I have found among my papers a note that Helmer Smith mentions the reading
jhiiranti in a letter to Dines Andersen dated 3-04-1932. As soon as I have
dug it out somewhere at the University of Copenhagen and read it, I shall
let you know what solution Helmer Smith came to, if any at all. That will be
interesting.

Best wishes,
Ole Pind

-----Oprindelig meddelelse-----
Fra: palistudy@yahoogroups.com [mailto:palistudy@yahoogroups.com] På vegne
af L.S. Cousins
Sendt: 25. marts 2006 00:32
Til: palistudy@yahoogroups.com
Emne: Re: [palistudy] a peculiar form

This is interesting.

Sp has (VRI etext): jiridanti (sic) ti jiranti abbhaacikkhantaa na jiranti;
abbhakkhaanassa anta.m na gacchantiiti attho.
I take this as meaning:
'they will never get old while they slander the Buddha' i.e. there is no end
to doing that.
So I take the root to be j.r 'grow old' and the underlying form to be from
Skt jiiryati.
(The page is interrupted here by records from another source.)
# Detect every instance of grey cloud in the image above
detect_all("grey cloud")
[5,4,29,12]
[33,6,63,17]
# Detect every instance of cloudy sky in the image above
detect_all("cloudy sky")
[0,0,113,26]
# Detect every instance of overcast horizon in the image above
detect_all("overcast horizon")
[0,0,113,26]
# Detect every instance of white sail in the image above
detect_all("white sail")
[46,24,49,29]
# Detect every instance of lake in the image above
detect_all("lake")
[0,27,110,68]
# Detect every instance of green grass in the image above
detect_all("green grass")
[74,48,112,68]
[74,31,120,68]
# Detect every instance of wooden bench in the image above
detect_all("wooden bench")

I would therefore suppose that the Vinaya commentator had the
form jiriyanti or jiiriyanti and glossed that with jiiranti. In the one
case, the unusual form has dropped out and been replaced by its gloss. In
the other, the form jiridanti has replaced jiriyanti. This could either be a
graphic confusion at some point or perhaps a mistaken back-formation in some
branch of the Mss of the canonical text.

Buddhaghosa i.e. the author of Mp (followed by Sp-.t) finds this
unconvincing and offers his preferred alternative (atha vaa):
VRI: atha vaa lajjanatthe ida.m jiridantii ti pada.m da.t.thabba.m; na
lajjantii ti attho

I suppose this must be an interpretation in terms of some form of hrii. ?
BSkt intens. jehriiyate. I am not sure if we know what happens in Pali if
-hr- assimilates. perh. cp. rassa < hrasva.

Lance Cousins

>The story of the general Siiha A IV 179ff retold Vin I 233ff contains
>an odd verbal form jiiranti p. 188 and 237, respectively, according to
>the Sinhalese tradition. The Burmese reading, however, is jiridanti
>sic! The commentators give two mutually exclusive explanations of the
>term: the first is that the verb means "to be ashamed," the alternative
>is that it means "to come to and end", "to stop." The first explanation
>evidently derives the verb from the root hrii, cf. Sanskrit jihreti,
>jihriyat etc., the second one would seem to rely on the root jri "to
>go." The first one fits the context very well, but the readings cause
>difficulties. One would expect a form like jirihanti or possibly
>jihiranti, but not jiiranti (< jihiranti?) or jiridanti; the latter
>form is possibly a mistake for jirihanti as it is difficult to explan
>the presence of /d/ on phonological or etymological grounds (there is
>no matching root). I have never met with anything comparable in the
>Pali canon. My question is therefore: would it be possible to explain the
peculiar Burmese reading on paleographical grounds?